Question

Two circles of radii 3cm and 2cm have their centres 9cm apart. Draw a transverse common tangent and measure the length of the tangent and write the measurement.

Answer 1

Hint:Draw a line segment AB of length 9cm. At the endpoints of the line segment, draw two circles of radii 3cm and 2cm with centres at A and B respectively. To draw the transverse common tangent of the two circles, draw a perpendicular bisector of line segment and another circle of radius equal to the sum of radii of two smaller circles with centre as one of the endpoints of the line segment. Draw tangent from the other endpoint of the line segment to the bigger circle and then draw the transverse common tangent. Measure its length using a scale and pencil.

Complete step-by-step answer:
We have two circles of radii 3cm and 2cm whose centres are 9cm apart. We have to draw a transverse common tangent to the circles and measure its length.
To do so, we will first draw a line segment AB of length 9cm using pencil and scale.

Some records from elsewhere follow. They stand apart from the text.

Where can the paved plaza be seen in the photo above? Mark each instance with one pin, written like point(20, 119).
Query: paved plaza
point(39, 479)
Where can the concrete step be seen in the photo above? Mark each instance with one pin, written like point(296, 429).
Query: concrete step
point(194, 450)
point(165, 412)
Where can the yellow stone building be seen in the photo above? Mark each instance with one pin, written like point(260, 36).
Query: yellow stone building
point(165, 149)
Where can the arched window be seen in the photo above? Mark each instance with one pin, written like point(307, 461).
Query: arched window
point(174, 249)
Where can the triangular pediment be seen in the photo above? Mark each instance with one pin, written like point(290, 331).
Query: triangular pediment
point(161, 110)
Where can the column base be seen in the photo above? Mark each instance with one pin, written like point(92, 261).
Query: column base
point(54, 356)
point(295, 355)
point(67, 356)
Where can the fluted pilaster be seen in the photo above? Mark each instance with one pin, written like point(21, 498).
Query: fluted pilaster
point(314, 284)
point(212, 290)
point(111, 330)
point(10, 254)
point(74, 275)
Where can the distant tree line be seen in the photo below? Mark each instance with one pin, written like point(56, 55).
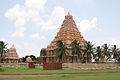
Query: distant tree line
point(103, 53)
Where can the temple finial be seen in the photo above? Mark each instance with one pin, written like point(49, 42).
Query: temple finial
point(68, 13)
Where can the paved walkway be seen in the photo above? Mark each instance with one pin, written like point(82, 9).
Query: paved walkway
point(53, 75)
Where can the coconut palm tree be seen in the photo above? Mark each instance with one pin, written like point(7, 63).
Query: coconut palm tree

We will now draw two circles of radii 3cm and 2cm with centres at A and B respectively. To do so, we will measure 3cm and 2cm on the compass using a scale and taking A and B as centre, drawing the circles.

We will now draw a perpendicular bisector of line AB. To do so, open compass more than half of the distance between A and B and scribe arcs of the same radius above and below the line segment AB with centres at A and B.

We will label the point of intersection of arcs as M and N. We will join the line segment MN using scale and pencil. We will label the point of intersection of AB and MN as C.

We will draw a circle with the centre at A and of radius equal to the sum of radii of two small circles, i.e., the radius of this circle is $=3+2=5cm$.

Taking C as centre and AC as radius, we will scribe an arc on the circle of radius 5cm. We will label the point of intersection of arc and circle as P. We will join the line segment BP.

We will now join line segment AP and label the intersection of this line segment with the circle of radius 3cm as Q.

We will draw a line segment BR, with R at the circle of radius 2cm such that BR is parallel to PQ.

We will join the line segment RQ. This is the common transverse tangent of both the circles.

We will now measure the length of the line segment QR using scale and pencil.
Thus, the measure of QR is $7.48cm$.
Hence, the length of the transverse common tangent of circles with radii 3cm and 2cm is $7.48cm$.

Note: We can verify the length of transverse tangent of both the circles by using the formula $\sqrt{{{d}^{2}}-{{\left( {{r}_{1}}+{{r}_{2}} \right)}^{2}}}$, ‘d’ is the distance between centres of two circles and ${{r}_{1}},{{r}_{2}}$ are radii of the circles. One must keep in mind that all the lines should be straight and must be drawn with a pencil and scale. It’s necessary to label all the vertices and measurements of line segments during each step of construction.